QUESTION: Republicans on the Hill are talking about a variety of mechanisms or gimmicks, some might call them, to keep the size of the tax cut down to a level that could pass the Senate; among them is making some aspects of this temporary. Would the president be prepared to accept a tax cut package that made, for example, the dividend exclusion temporary or less than 100 percent?

FLEISCHER: Well, there are. There are a number of ideas that are now starting to publicly float off of Capitol Hill. I anticipate that there will be a markup in both the Ways and Means Committee and the Finance Committee next week. And so obviously, this will come to some form of a concrete proposal prior to that.

And that's one of the reason the president met today with the leadership. He'll have continued conversations. He's spoken with the leaders. Many meetings take place.

And I'm not going to be able to negotiate the president's position publicly. But there are a variety of different ways when it comes to tax policy to achieve the president's goals. And the president's going to work productively with the Congress to find those ways.

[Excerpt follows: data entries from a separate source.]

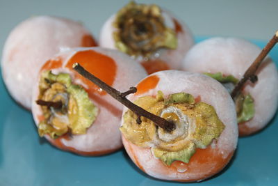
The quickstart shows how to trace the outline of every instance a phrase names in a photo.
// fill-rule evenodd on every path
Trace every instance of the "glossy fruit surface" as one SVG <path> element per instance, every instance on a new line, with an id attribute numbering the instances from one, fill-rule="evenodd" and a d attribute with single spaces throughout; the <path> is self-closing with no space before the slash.
<path id="1" fill-rule="evenodd" d="M 187 54 L 183 69 L 197 72 L 222 72 L 240 79 L 245 70 L 261 52 L 256 45 L 242 39 L 213 38 L 193 47 Z M 240 136 L 257 132 L 272 118 L 278 107 L 278 71 L 270 57 L 257 70 L 258 81 L 247 82 L 243 93 L 250 93 L 255 114 L 250 120 L 238 125 Z"/>
<path id="2" fill-rule="evenodd" d="M 126 7 L 128 7 L 131 3 L 132 3 L 126 5 Z M 142 4 L 137 4 L 137 6 L 140 6 Z M 143 6 L 146 6 L 146 8 L 150 7 L 148 6 L 149 5 Z M 158 6 L 157 8 L 160 8 Z M 125 8 L 123 8 L 124 9 Z M 152 8 L 150 8 L 152 9 Z M 181 20 L 177 18 L 169 11 L 163 8 L 160 8 L 160 10 L 161 11 L 162 20 L 165 22 L 164 26 L 162 27 L 167 27 L 172 29 L 175 37 L 177 37 L 177 45 L 174 47 L 174 49 L 167 47 L 158 48 L 156 50 L 152 51 L 152 54 L 148 54 L 147 56 L 138 54 L 136 55 L 130 54 L 132 58 L 135 59 L 136 61 L 140 63 L 144 66 L 148 74 L 169 69 L 179 70 L 181 67 L 182 59 L 185 54 L 195 42 L 189 28 Z M 122 10 L 121 11 L 122 12 Z M 117 41 L 114 38 L 115 31 L 117 31 L 117 29 L 115 27 L 115 22 L 119 12 L 113 15 L 101 28 L 99 36 L 99 45 L 101 47 L 120 49 L 117 46 Z M 126 35 L 129 34 L 129 36 L 133 38 L 135 41 L 140 40 L 140 42 L 136 43 L 139 45 L 137 46 L 138 48 L 142 45 L 147 45 L 147 48 L 154 47 L 154 45 L 156 44 L 154 40 L 156 40 L 157 35 L 159 35 L 157 33 L 160 31 L 161 27 L 156 25 L 159 24 L 156 23 L 156 20 L 159 18 L 156 17 L 156 19 L 152 20 L 152 15 L 147 16 L 149 17 L 147 17 L 147 18 L 142 16 L 138 17 L 138 20 L 132 18 L 129 21 L 126 21 L 126 23 L 124 24 L 128 25 L 124 29 L 120 31 L 120 33 L 126 33 Z M 133 22 L 129 24 L 129 22 L 132 22 L 131 20 Z M 130 30 L 129 27 L 130 27 Z M 141 38 L 144 38 L 145 39 L 141 40 Z M 157 40 L 161 40 L 164 38 L 162 37 Z M 131 38 L 126 39 L 126 40 L 131 40 Z M 152 45 L 149 44 L 152 42 L 154 43 Z M 133 44 L 136 45 L 135 43 Z"/>
<path id="3" fill-rule="evenodd" d="M 228 164 L 236 148 L 238 127 L 234 102 L 220 83 L 198 73 L 166 70 L 148 76 L 137 85 L 137 88 L 136 93 L 128 97 L 131 101 L 145 95 L 155 97 L 158 91 L 166 97 L 180 92 L 190 93 L 198 101 L 213 106 L 224 125 L 218 140 L 204 149 L 197 148 L 188 163 L 175 161 L 170 166 L 154 157 L 149 148 L 134 145 L 123 135 L 127 153 L 141 170 L 159 179 L 193 182 L 215 175 Z M 124 113 L 126 111 L 124 109 Z"/>
<path id="4" fill-rule="evenodd" d="M 85 134 L 65 134 L 56 139 L 45 135 L 46 138 L 58 148 L 84 155 L 103 155 L 115 151 L 122 146 L 118 128 L 123 106 L 75 72 L 72 69 L 74 63 L 79 63 L 90 73 L 122 92 L 145 77 L 146 72 L 127 55 L 100 47 L 65 51 L 49 60 L 41 69 L 40 74 L 49 70 L 54 74 L 69 74 L 72 83 L 80 85 L 88 93 L 89 99 L 98 109 L 96 120 Z M 34 88 L 32 106 L 36 125 L 44 120 L 41 106 L 35 103 L 38 95 L 37 86 Z"/>
<path id="5" fill-rule="evenodd" d="M 63 49 L 94 46 L 90 32 L 77 22 L 31 17 L 17 25 L 6 41 L 1 64 L 6 86 L 17 102 L 31 109 L 31 93 L 44 63 Z"/>

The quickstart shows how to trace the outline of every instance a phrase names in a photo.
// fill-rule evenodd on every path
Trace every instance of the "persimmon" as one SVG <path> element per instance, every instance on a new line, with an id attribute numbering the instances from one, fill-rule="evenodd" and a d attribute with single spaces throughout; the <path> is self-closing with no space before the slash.
<path id="1" fill-rule="evenodd" d="M 231 92 L 261 51 L 256 45 L 243 39 L 212 38 L 188 52 L 183 69 L 206 73 Z M 246 82 L 240 88 L 240 93 L 234 98 L 240 136 L 250 135 L 264 128 L 278 107 L 278 71 L 269 56 L 254 72 L 254 79 L 257 81 Z"/>
<path id="2" fill-rule="evenodd" d="M 99 45 L 118 49 L 140 63 L 149 74 L 181 68 L 194 45 L 188 27 L 156 5 L 128 3 L 104 24 Z"/>
<path id="3" fill-rule="evenodd" d="M 55 146 L 99 155 L 122 146 L 123 106 L 72 69 L 79 63 L 109 86 L 128 88 L 145 77 L 144 68 L 124 53 L 100 47 L 64 51 L 42 67 L 32 99 L 38 133 Z"/>
<path id="4" fill-rule="evenodd" d="M 37 16 L 18 24 L 3 50 L 3 79 L 11 96 L 27 109 L 32 88 L 44 63 L 68 47 L 94 47 L 95 39 L 81 23 L 65 18 Z"/>
<path id="5" fill-rule="evenodd" d="M 238 130 L 234 103 L 221 84 L 202 74 L 165 70 L 136 88 L 127 96 L 130 101 L 175 125 L 167 131 L 124 108 L 123 144 L 138 167 L 152 177 L 181 182 L 200 181 L 225 167 Z"/>

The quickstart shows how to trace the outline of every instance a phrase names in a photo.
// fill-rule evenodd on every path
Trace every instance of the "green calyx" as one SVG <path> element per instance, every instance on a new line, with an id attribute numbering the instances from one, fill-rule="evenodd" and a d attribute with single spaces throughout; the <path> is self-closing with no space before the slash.
<path id="1" fill-rule="evenodd" d="M 136 114 L 129 110 L 124 114 L 120 128 L 127 140 L 138 146 L 150 147 L 154 156 L 168 166 L 177 160 L 188 163 L 196 148 L 206 148 L 224 129 L 212 106 L 195 102 L 188 93 L 179 93 L 164 98 L 158 91 L 156 98 L 144 96 L 134 103 L 175 123 L 176 129 L 170 132 L 142 117 L 138 125 Z"/>
<path id="2" fill-rule="evenodd" d="M 188 163 L 190 157 L 196 151 L 194 143 L 189 143 L 188 146 L 179 151 L 166 151 L 157 148 L 152 148 L 154 155 L 161 160 L 165 164 L 170 166 L 174 161 L 181 161 Z"/>
<path id="3" fill-rule="evenodd" d="M 234 90 L 234 86 L 231 86 L 229 84 L 231 83 L 236 85 L 238 82 L 238 79 L 233 75 L 224 76 L 221 72 L 204 74 L 222 84 L 230 93 Z M 240 93 L 235 99 L 235 104 L 238 123 L 250 121 L 254 117 L 255 106 L 254 99 L 250 94 L 243 95 Z"/>
<path id="4" fill-rule="evenodd" d="M 179 93 L 169 95 L 169 98 L 164 100 L 164 104 L 167 105 L 170 103 L 188 103 L 193 104 L 195 102 L 194 97 L 189 93 Z"/>
<path id="5" fill-rule="evenodd" d="M 236 98 L 235 102 L 238 123 L 250 121 L 254 117 L 255 105 L 251 95 L 240 93 Z"/>
<path id="6" fill-rule="evenodd" d="M 67 132 L 85 134 L 96 118 L 97 108 L 81 86 L 72 83 L 70 75 L 45 71 L 39 88 L 38 100 L 62 102 L 60 108 L 41 107 L 44 119 L 38 125 L 40 137 L 49 134 L 55 139 Z"/>
<path id="7" fill-rule="evenodd" d="M 224 76 L 222 72 L 216 72 L 214 74 L 205 72 L 204 74 L 213 78 L 222 84 L 232 83 L 234 84 L 236 84 L 238 82 L 238 79 L 234 77 L 233 75 Z"/>
<path id="8" fill-rule="evenodd" d="M 176 49 L 176 33 L 166 27 L 161 8 L 156 5 L 130 2 L 113 22 L 115 47 L 131 56 L 149 57 L 161 48 Z"/>

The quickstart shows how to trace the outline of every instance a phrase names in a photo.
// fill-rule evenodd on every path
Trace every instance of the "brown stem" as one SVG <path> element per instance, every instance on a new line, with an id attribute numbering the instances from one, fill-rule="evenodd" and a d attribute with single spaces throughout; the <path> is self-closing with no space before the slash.
<path id="1" fill-rule="evenodd" d="M 113 98 L 116 99 L 117 101 L 121 102 L 122 104 L 126 106 L 130 110 L 133 111 L 138 118 L 140 118 L 140 116 L 144 116 L 147 118 L 149 118 L 154 122 L 156 125 L 158 127 L 165 130 L 166 131 L 171 132 L 175 128 L 175 125 L 173 123 L 169 122 L 167 120 L 161 118 L 158 116 L 156 116 L 147 111 L 143 109 L 142 108 L 137 106 L 136 104 L 133 104 L 131 101 L 126 99 L 126 96 L 129 93 L 135 93 L 136 89 L 134 88 L 131 88 L 129 91 L 125 93 L 120 93 L 116 89 L 113 88 L 113 87 L 110 86 L 109 85 L 106 84 L 105 82 L 102 82 L 101 79 L 97 78 L 97 77 L 94 76 L 93 75 L 90 74 L 86 70 L 85 70 L 81 65 L 79 63 L 76 63 L 72 65 L 72 68 L 80 75 L 85 77 L 86 79 L 89 79 L 101 88 L 104 90 L 106 93 L 110 94 Z M 136 120 L 138 122 L 140 121 L 140 119 Z"/>
<path id="2" fill-rule="evenodd" d="M 238 95 L 243 85 L 247 80 L 250 80 L 252 83 L 256 82 L 258 80 L 258 77 L 256 76 L 256 71 L 258 70 L 263 60 L 265 59 L 268 52 L 273 48 L 275 44 L 278 42 L 278 31 L 276 32 L 275 35 L 271 38 L 271 40 L 266 44 L 265 47 L 263 49 L 259 56 L 256 57 L 255 61 L 252 63 L 249 68 L 245 71 L 243 77 L 239 81 L 236 85 L 236 87 L 231 93 L 231 98 L 235 98 Z"/>
<path id="3" fill-rule="evenodd" d="M 38 100 L 35 102 L 41 106 L 47 106 L 47 107 L 54 107 L 54 109 L 62 108 L 63 103 L 61 101 L 58 102 L 47 102 L 42 100 Z"/>

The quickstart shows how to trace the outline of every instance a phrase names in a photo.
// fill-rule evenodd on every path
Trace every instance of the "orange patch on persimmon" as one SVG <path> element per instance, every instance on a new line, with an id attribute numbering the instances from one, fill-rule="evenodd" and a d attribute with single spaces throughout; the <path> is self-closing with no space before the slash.
<path id="1" fill-rule="evenodd" d="M 116 76 L 117 65 L 112 58 L 93 50 L 79 51 L 71 57 L 66 67 L 72 70 L 72 65 L 75 63 L 79 63 L 90 73 L 98 77 L 109 86 L 113 85 Z M 76 77 L 80 78 L 83 82 L 88 86 L 89 88 L 88 91 L 89 92 L 97 92 L 100 95 L 106 93 L 90 80 L 88 80 L 79 73 L 74 72 Z"/>

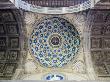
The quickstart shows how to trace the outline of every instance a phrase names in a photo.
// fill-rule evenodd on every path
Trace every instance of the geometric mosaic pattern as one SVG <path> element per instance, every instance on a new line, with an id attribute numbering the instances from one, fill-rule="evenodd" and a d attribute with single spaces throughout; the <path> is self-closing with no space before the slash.
<path id="1" fill-rule="evenodd" d="M 19 26 L 13 10 L 0 10 L 0 80 L 14 75 L 20 60 Z"/>
<path id="2" fill-rule="evenodd" d="M 65 80 L 65 76 L 62 74 L 57 73 L 50 73 L 44 76 L 44 80 L 47 81 L 59 81 L 59 80 Z"/>
<path id="3" fill-rule="evenodd" d="M 62 67 L 78 52 L 80 36 L 67 20 L 50 17 L 33 29 L 29 42 L 32 54 L 43 66 Z"/>

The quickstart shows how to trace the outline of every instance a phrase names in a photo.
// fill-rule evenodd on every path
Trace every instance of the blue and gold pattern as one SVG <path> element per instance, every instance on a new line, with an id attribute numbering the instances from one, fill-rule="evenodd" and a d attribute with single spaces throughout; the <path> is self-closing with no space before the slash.
<path id="1" fill-rule="evenodd" d="M 41 21 L 30 37 L 32 54 L 46 67 L 62 67 L 67 64 L 74 58 L 79 46 L 77 29 L 60 17 Z"/>

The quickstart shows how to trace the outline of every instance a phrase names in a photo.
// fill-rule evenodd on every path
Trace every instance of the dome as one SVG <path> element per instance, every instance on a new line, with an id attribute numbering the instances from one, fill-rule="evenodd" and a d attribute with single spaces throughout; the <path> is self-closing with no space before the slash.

QUESTION: So he's open to these kinds of ideas?

FLEISCHER: I'm not going to negotiate in public, but there are a good variety of ways to accomplish all of the objectives of the president's proposal.

QUESTION: OK. You talked a minute ago...

FLEISCHER: Including 100 percent dividend exclusion.

BLITZER: Ari Fleischer's continuing to answer reporter's questions. We will continue to monitor his Q&A session with reporters, bring you any news if it develops obviously throughout the day, but much the questioning involving this historic moment in the Middle East. An Israeli-Palestinian road map, or blueprint, announced by the United States and its partners trying to jumpstart the Israeli- Palestinian peace process. The press secretary promising that President Bush personally will be directly involved in that effort. We have much more coverage on that coming up throughout the day. By the way, the president will be signing the so-called Amber Alert legislation into law.